The Pantanal snipe is found in almost every mainland South American country; it is absent from Chile and has been found in Ecuador only as a vagrant. It also occurs on Trinidad and the Falkland Islands. However, it is scarce in the Amazon Basin. It inhabits wet grassy savanna. In elevation it is known as high as 1300 m in Venezuela, as high as 2200 m in Peru, and perhaps as high as 2600 m in Bolivia.

==Behavior==
===Movement===

The Pantanal snipe is essentially sedentary, though some make short movements in winter to find permanent marshes.

===Feeding===

The Pantanal snipe forages by probing in mud. Their diet of invertebrates is not known in detail but includes insect larvae and earthworms.

===Breeding===

The Pantanal snipe breeds in most of South America away from the Pacific coast and eastern Brazil, and also on Trinidad and the Falkland Islands.
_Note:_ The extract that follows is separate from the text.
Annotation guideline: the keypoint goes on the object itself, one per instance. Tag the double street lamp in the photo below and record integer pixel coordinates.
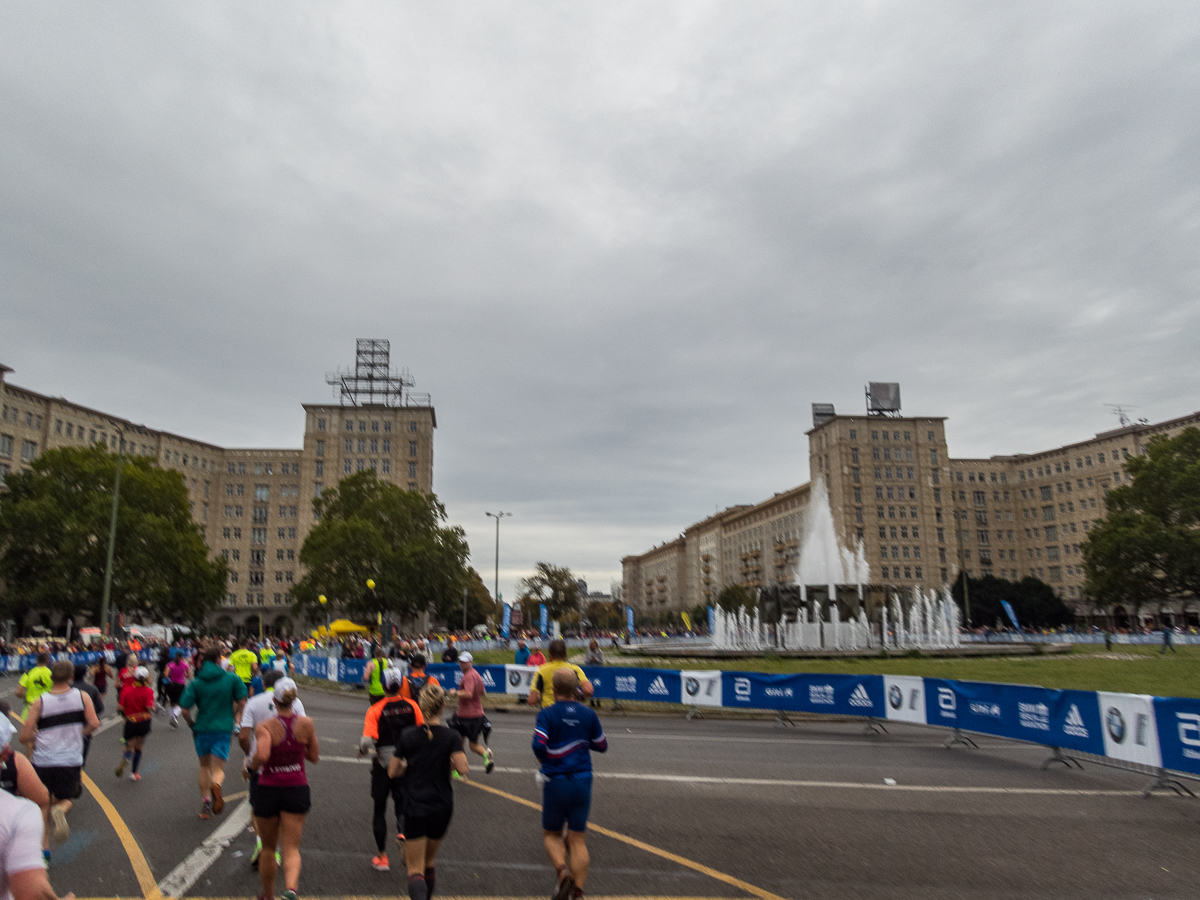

Its breeding season varies geographically across its very large range but has not been fully defined anywhere. The male performs a winnowing display during courtship, flying high in circles and then taking shallow dives to produce a distinctive sound. The typical clutch size is four eggs. The nest, incubation period, and time to fledging are not known.

===Vocal and non-vocal sounds===

The Pantanal snipe has a very wide variety of vocalizations including a slow chip "kek..kek..kek..kek..kek...", a fast chip "kekkekkekkekkekkekkek", a "short raspy" flight call "..kek......kek...kek-kek...", and a flush call "KEK.kek.kek.....kek.kek...". The chip calls are typically made from the ground or near it such as from a fence post. The species' non-vocal winnowing is made by air flowing over the outer tail feathers during flight. It is described as "a muffled stuttered crescendo series...huhuhuhuhuhu.hu.WHOO..WHOO..WHOO.whu" that lasts about two or three seconds and is repeated about every 10 seconds.

==Status==

The IUCN follows HBW taxonomy and so has assessed the "South American" (Pantanal plus Magellanic) snipe as a whole. It treats the taxon as being of Least Concern. Though its population size is not known, it is believed to be stable. No immediate threats have been identified.